Work the case in the Dizziness / Vertigo Workup — it records the HINTS components, the gait assessment, and the neuro exam, and assembles an MDM that documents how a central cause was excluded (or pursued).

04The exams

  • HINTS (only in acute vestibular syndrome with nystagmus, by a trained examiner): Head-Impulse, Nystagmus, Test-of-Skew. Reassuring/peripheral = an abnormal head impulse with catch-up saccade, unidirectional horizontal nystagmus, and no skew. A normal head impulse, direction-changing/vertical nystagmus, or any skew is central.
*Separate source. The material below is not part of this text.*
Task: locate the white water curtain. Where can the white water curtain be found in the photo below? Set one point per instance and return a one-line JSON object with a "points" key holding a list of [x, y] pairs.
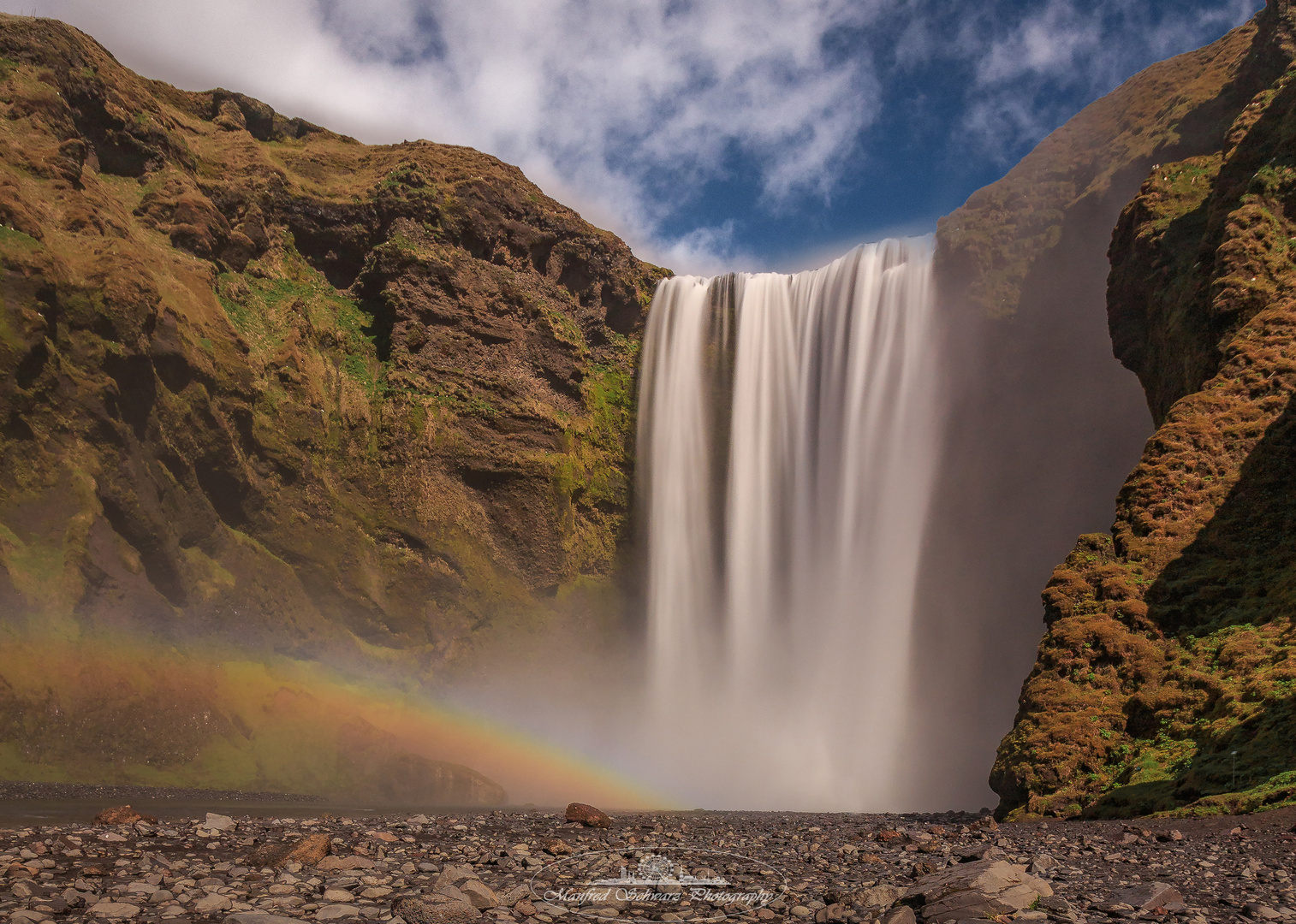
{"points": [[787, 445]]}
A benign HINTS by a skilled examiner is more sensitive than early MRI.
  • HINTS-plus adds a bedside hearing check.
  • Don't apply HINTS without nystagmus — it gives false "central" results (BPPV, migraine, anemia, hyponatremia).
  • Dix-Hallpike for triggered/positional vertigo — upbeat-torsional nystagmus toward the down ear is benign posterior-canal BPPV (treat with Epley, not meclizine).
  • Gait in everyone — inability to walk unaided is a red flag.

05Imaging (GRACE-3)

  • Recommend against non-contrast CT/CTA to distinguish central from peripheral — it can't.
  • In acute vestibular syndrome with a central or equivocal HINTS → stroke-protocol MRI.
  • Typical BPPV diagnosed by Dix-Hallpike → no imaging.
  • Episodic with TIA concern → consider CTA/MRA of the posterior circulation.

06What to document

▼ weak
"Dizzy, CT head negative. Vertigo. Meclizine, discharged."
▲ defensible
"Continuous dizziness × 1 day (acute vestibular syndrome) with horizontal unidirectional nystagmus. Denies diplopia, dysarthria, dysphagia, dysphonia, new headache, or neck pain. HINTS (performed by me): abnormal head impulse with catch-up saccade, unidirectional horizontal nystagmus, no skew — peripheral pattern; no new hearing loss; walks unaided. Vestibular neuritis; CT deferred (cannot exclude posterior stroke), benign HINTS more sensitive than early MRI. Return precautions for any central feature."

07Where charts fail

  • Working up dizziness with a CT and discharging on meclizine.
  • Applying HINTS to a patient without nystagmus (false "central" or false reassurance).
  • Forgetting that a normal head impulse is the worrisome one in true acute vestibular syndrome.
  • Not documenting the central red flags asked-and-denied, or the gait exam.
  • Mistaking benign Dix-Hallpike nystagmus for a central sign — or missing down-beating nystagmus that is central.

08Sources

  • Edlow JA, Carpenter CR, Akhter M, et al. Guidelines for reasonable and appropriate care in the emergency department 3 (GRACE-3): acute dizziness and vertigo. Acad Emerg Med. 2023;30(5):442-486.
  • Kattah JC, Talkad AV, Wang DZ, et al. HINTS to diagnose stroke in the acute vestibular syndrome. Stroke. 2009;40(11):3504-3510.
  • Tarnutzer AA, Berkowitz AL, Robinson KA, et al. Does my dizzy patient have a stroke? A systematic review of bedside diagnosis in acute vestibular syndrome. CMAJ. 2011;183(9):E571-E592.
  • Newman-Toker DE, Edlow JA. TiTrATE: a novel approach to diagnosing acute dizziness and vertigo. Neurol Clin. 2015;33(3):577-599.